Pip pops is a town that is 80 miles right away From the town of Shim pin. Pip pops has a rail road that is 40 degrees aiming to the left that is 85 miles long. on the other Railroad belonging to Shim pin, and it is 125 degrees facing right and 90 miles long. the conductor of the Pip pops train wants to know what time he shouldn't leave so he doesn't collide with the Shim pin train, so if shim pin leaves at 7:30 at 55 miles an hour, what time would pip pops leave to collide with Shim pin at 70 miles an hour
To solve this problem, we need to find out when the two trains will meet.
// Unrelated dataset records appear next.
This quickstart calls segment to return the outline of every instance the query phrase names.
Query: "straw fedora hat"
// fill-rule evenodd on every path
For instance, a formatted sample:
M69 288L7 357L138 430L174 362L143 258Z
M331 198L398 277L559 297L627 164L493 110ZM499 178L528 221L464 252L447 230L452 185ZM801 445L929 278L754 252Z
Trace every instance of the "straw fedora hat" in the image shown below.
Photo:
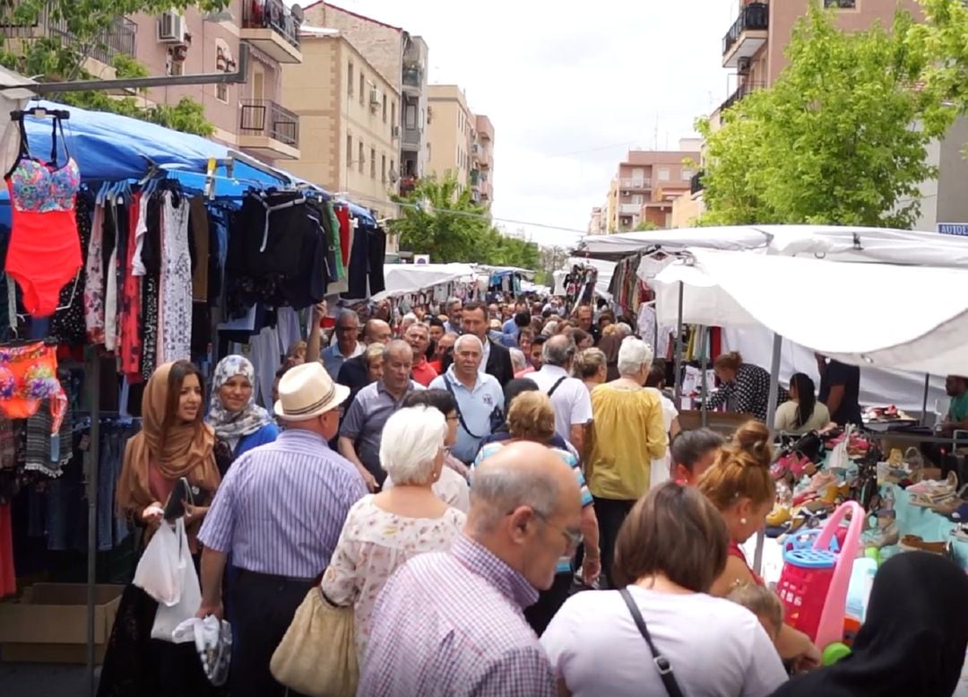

First, let's calculate the time it takes for Shim pin to travel the distance of 80 miles at a speed of 55 mph:
Time = Distance / Speed
Time = 80 miles / 55 mph = 1.45 hours
Next, let's calculate the remaining distance left for Shim pin to cover (90 miles - 80 miles = 10 miles). Since both trains are traveling towards each other, we can consider this remaining distance as the total distance that needs to be covered by both trains.
Now, let's find out the combined speed of the two trains:
Combined Speed = Speed of Pip pops + Speed of Shim pin = 70 mph + 55 mph = 125 mph
To find out the time it will take for the two trains to meet, we can use the formula:
Time = Distance / Speed
Time = 10 miles / 125 mph = 0.08 hours (or 4.8 minutes)
Since Shim pin leaves at 7:30 and takes 1.45 hours to reach Pip pops, they would meet at 7:30 + 1.45 hours = 8:45 am.
To find out when Pip pops should leave to collide with Shim pin, we subtract the time it takes for both trains to meet (0.08 hours) from the time they will meet (8:45 am), giving us 8:45 - 0.08 = 8:44.92 (rounded to the nearest minute).
Therefore, Pip pops should leave at approximately 8:44 am to collide with Shim pin.